The thesis isn't complicated: in a world of persistent monetary expansion, scarce assets appreciate relative to the expanding money supply. Bitcoin is the scarcest asset that's also liquid, divisible, portable, and verifiable.

Three forces are converging.

  • Monetary expansion isn't stopping. The structural dynamics of sovereign debt, entitlement obligations, and political economy point toward continued long-term growth. Dalio cited "unprecedented levels" of indebtedness that make a debt crisis "impossible" to avoid.

  • Scarcity awareness is exploding. The Pokemon collector who watches sealed product appreciate 400% learns something about supply and demand. The Magic player who watches their collection devalued by overprinting learns about trust. The Nike customer who sees the brand become "always on sale" learns about premiums. These aren't abstract concepts anymore—they're lived experience for millions.

  • Verifiable scarcity is now possible. Bitcoin demonstrated that cryptographic scarcity could work at scale.
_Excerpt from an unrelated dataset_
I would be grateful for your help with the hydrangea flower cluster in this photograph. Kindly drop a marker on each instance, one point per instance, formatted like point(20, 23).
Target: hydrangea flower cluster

That proof of concept has been validated by over a decade of operation and trillions in value.

The statistic that started this analysis made a simple observation: Pokemon boxes outperformed gold, and gold outperformed stocks.

The deeper point is about the nature of value in an era of unlimited money creation.

Hasbro destroyed billions by abandoning scarcity discipline. Nike destroyed billions through discounting. Supreme was gutted by owners who prioritized growth over exclusivity.

The Pokemon Company created billions by maintaining scarcity implicitly. On Running built a premium brand by refusing to play the discount game. Gold has preserved value for 5,000 years because physical scarcity requires no discipline at all.

Bitcoin represents a new category: scarcity that is explicitly designed, cryptographically enforced, and mathematically guaranteed.

For investors thinking about capital preservation in a world of persistent monetary expansion, the lesson from Pokemon robberies, Costco gold frenzies, Magic landfills, and Nike's collapse is consistent:

Scarcity is the asset. Everything else is a promise.

And in a world where the most powerful institutions have repeatedly demonstrated their willingness to break promises when convenient, assets that don't require promises become increasingly valuable.

The only question is how long it takes the market to fully price it in.